By Emily Dixon
10 February 2021
Shortly after Adriana Pierce joined Miami City Ballet, someone watched her train and made an assessment: “Is Adriana a lesbian? Because she looks like one.” The comment propelled Pierce into exacting self-scrutiny: “I was like, does my dancing look gay? Do I look different? I am different – is that OK?”
Pierce, who left the company after seven seasons to focus on choreography and musical theatre, has rarely felt represented as a queer woman in the ballet world but with her new movement, #QueertheBallet, she hopes to inspire change. Her first project is a pas de deux en pointe choreographed on the American Ballet Theatre dancers Remy Young and Sierra Armstrong, which she is developing during a dance residency at the Bridge Street theatre in Catskill, New York. “I want to show people an authentic, complex relationship between two women through ballet,” Pierce explains. “I want people to see that ballet can be more than a man lifting a woman in a tutu.”

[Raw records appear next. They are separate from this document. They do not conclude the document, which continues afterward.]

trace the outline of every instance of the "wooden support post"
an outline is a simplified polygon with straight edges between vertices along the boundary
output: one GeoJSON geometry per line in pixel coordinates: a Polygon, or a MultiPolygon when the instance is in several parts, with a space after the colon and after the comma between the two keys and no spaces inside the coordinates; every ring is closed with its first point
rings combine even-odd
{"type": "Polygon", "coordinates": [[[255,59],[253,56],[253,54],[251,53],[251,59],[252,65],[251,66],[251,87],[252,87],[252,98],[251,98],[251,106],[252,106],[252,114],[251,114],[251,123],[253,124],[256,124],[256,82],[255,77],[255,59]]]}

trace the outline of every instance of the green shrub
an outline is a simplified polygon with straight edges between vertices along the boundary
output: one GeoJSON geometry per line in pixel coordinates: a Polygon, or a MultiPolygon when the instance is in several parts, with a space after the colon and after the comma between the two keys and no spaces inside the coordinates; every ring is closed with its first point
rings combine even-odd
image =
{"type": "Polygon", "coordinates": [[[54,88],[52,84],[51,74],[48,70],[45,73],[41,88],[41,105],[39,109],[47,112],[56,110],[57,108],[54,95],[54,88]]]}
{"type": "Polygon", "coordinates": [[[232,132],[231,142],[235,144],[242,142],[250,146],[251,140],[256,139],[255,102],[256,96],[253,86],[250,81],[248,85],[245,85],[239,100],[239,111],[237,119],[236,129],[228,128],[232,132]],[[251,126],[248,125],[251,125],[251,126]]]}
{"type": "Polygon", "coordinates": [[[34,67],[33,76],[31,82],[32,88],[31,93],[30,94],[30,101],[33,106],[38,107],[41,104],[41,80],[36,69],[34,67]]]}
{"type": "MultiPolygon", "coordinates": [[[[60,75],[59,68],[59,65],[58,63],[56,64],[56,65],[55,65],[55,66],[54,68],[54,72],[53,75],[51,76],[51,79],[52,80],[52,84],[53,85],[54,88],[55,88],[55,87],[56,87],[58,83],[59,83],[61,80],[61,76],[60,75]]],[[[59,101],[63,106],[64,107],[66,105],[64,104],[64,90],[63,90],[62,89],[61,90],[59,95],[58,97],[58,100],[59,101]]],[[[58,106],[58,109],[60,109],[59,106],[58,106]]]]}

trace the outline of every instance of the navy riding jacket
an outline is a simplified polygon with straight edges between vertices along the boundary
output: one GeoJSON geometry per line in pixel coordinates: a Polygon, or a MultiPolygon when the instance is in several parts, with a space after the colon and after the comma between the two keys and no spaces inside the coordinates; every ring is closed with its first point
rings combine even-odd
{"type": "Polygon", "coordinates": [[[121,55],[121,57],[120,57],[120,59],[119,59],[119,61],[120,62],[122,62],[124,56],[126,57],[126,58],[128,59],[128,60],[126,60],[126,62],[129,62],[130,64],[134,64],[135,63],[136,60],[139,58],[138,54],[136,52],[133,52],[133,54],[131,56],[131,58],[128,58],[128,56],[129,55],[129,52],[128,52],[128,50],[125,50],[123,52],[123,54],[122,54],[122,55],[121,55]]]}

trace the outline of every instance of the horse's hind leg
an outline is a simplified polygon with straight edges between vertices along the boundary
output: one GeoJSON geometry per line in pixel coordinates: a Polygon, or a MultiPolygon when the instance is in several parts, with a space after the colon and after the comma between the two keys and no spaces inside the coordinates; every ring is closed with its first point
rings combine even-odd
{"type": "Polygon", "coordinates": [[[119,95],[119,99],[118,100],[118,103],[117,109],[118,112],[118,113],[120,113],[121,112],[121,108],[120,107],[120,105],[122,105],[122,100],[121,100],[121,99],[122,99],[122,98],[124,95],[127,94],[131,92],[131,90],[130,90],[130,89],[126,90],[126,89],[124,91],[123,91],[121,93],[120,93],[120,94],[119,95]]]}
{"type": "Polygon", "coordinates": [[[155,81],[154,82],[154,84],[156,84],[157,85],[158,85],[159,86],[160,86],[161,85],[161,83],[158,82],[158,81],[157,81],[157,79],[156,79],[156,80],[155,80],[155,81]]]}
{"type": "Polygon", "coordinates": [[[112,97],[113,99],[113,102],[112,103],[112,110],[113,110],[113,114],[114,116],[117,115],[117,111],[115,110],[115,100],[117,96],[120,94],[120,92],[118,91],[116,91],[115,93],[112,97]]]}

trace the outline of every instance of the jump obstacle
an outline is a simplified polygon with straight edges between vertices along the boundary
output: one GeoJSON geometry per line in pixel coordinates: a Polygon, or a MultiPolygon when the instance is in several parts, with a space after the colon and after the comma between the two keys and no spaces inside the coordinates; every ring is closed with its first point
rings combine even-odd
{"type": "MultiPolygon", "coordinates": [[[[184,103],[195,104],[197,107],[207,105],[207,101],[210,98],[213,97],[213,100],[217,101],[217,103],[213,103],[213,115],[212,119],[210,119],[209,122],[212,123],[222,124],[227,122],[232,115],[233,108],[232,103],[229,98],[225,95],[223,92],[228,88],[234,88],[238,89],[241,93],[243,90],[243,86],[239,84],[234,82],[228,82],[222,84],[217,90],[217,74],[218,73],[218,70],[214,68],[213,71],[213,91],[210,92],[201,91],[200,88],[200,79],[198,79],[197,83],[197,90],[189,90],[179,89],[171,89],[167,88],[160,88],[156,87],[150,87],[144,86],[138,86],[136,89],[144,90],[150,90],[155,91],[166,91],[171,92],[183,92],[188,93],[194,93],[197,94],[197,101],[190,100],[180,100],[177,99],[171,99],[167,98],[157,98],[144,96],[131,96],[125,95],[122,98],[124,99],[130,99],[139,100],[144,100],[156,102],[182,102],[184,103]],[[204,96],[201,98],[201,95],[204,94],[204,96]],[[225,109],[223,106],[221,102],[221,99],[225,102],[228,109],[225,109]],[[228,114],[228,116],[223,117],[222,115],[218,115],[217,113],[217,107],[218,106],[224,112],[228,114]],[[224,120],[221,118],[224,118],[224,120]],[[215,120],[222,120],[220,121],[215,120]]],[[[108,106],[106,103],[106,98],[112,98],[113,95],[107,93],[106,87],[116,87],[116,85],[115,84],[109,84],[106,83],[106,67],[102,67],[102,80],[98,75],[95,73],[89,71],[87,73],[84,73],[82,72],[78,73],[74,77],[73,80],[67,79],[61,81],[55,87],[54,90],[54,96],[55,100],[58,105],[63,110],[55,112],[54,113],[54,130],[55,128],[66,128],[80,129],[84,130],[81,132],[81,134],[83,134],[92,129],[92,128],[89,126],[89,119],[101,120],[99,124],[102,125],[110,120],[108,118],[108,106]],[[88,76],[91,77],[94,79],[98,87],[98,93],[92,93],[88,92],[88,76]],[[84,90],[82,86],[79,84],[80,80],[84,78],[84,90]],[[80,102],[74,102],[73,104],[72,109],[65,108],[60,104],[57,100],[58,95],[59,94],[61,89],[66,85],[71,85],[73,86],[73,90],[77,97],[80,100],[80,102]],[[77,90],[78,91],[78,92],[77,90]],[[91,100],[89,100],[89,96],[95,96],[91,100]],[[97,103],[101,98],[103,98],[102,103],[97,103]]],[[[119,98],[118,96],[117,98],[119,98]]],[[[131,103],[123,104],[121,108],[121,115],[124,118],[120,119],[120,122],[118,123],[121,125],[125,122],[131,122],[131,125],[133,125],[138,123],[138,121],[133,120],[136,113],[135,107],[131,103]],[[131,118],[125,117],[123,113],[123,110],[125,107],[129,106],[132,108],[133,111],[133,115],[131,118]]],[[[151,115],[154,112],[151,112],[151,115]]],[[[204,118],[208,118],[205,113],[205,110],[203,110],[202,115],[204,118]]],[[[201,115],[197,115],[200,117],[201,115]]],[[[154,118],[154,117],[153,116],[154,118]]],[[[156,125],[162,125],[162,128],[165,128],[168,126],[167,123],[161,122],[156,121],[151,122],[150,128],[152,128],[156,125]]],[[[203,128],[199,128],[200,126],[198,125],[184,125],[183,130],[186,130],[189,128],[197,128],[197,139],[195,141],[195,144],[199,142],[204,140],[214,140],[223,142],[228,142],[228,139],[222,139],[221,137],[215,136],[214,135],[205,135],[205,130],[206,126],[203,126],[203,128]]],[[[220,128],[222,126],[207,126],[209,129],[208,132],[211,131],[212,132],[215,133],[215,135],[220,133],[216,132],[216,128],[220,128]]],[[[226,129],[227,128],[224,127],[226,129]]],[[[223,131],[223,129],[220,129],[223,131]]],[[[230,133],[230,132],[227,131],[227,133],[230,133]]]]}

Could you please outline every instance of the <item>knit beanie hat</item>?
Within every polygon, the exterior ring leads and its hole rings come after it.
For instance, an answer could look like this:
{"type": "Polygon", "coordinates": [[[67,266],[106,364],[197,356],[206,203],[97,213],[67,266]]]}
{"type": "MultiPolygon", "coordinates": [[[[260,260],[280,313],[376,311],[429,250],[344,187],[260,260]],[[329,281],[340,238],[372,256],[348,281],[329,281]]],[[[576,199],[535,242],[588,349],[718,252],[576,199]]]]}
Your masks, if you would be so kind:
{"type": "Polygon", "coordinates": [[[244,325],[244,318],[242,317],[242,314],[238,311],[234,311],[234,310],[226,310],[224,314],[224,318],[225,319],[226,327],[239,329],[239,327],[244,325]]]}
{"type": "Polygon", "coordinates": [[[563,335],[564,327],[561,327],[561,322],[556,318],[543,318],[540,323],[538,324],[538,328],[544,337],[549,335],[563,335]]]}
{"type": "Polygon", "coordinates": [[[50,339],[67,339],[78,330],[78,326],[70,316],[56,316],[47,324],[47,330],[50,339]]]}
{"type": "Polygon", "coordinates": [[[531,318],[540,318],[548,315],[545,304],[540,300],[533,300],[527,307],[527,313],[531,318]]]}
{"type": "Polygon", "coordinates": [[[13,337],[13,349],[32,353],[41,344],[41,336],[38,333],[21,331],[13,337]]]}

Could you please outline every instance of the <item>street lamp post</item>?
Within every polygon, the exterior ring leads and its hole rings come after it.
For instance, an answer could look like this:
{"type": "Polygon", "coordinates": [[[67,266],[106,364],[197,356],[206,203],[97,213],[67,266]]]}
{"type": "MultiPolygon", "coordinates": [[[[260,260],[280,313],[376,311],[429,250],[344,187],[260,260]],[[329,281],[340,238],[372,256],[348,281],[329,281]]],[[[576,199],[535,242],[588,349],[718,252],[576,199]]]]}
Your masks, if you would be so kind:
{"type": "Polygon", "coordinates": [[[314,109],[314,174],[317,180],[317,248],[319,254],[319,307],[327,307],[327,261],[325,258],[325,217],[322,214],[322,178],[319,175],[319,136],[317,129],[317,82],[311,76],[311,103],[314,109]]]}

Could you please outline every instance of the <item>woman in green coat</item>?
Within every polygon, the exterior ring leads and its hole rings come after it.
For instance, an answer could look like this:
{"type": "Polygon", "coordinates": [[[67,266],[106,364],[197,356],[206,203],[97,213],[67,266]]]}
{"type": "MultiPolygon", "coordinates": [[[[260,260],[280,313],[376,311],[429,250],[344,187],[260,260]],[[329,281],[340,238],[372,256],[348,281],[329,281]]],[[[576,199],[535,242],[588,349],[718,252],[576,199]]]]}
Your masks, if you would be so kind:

Although queer men are also largely cast in heteronormative partnerships, while facing well-documented homophobic stigma, the crucial difference for Pierce is visibility. “Queer women aren’t even on the radar in our spaces. I sometimes do experience overt homophobia, but the worst of it is the micro-aggression. I’m just never considered,” she says. “The idea that a woman might deviate from the image we expect as a professional ballet dancer is just not even a thought people have.”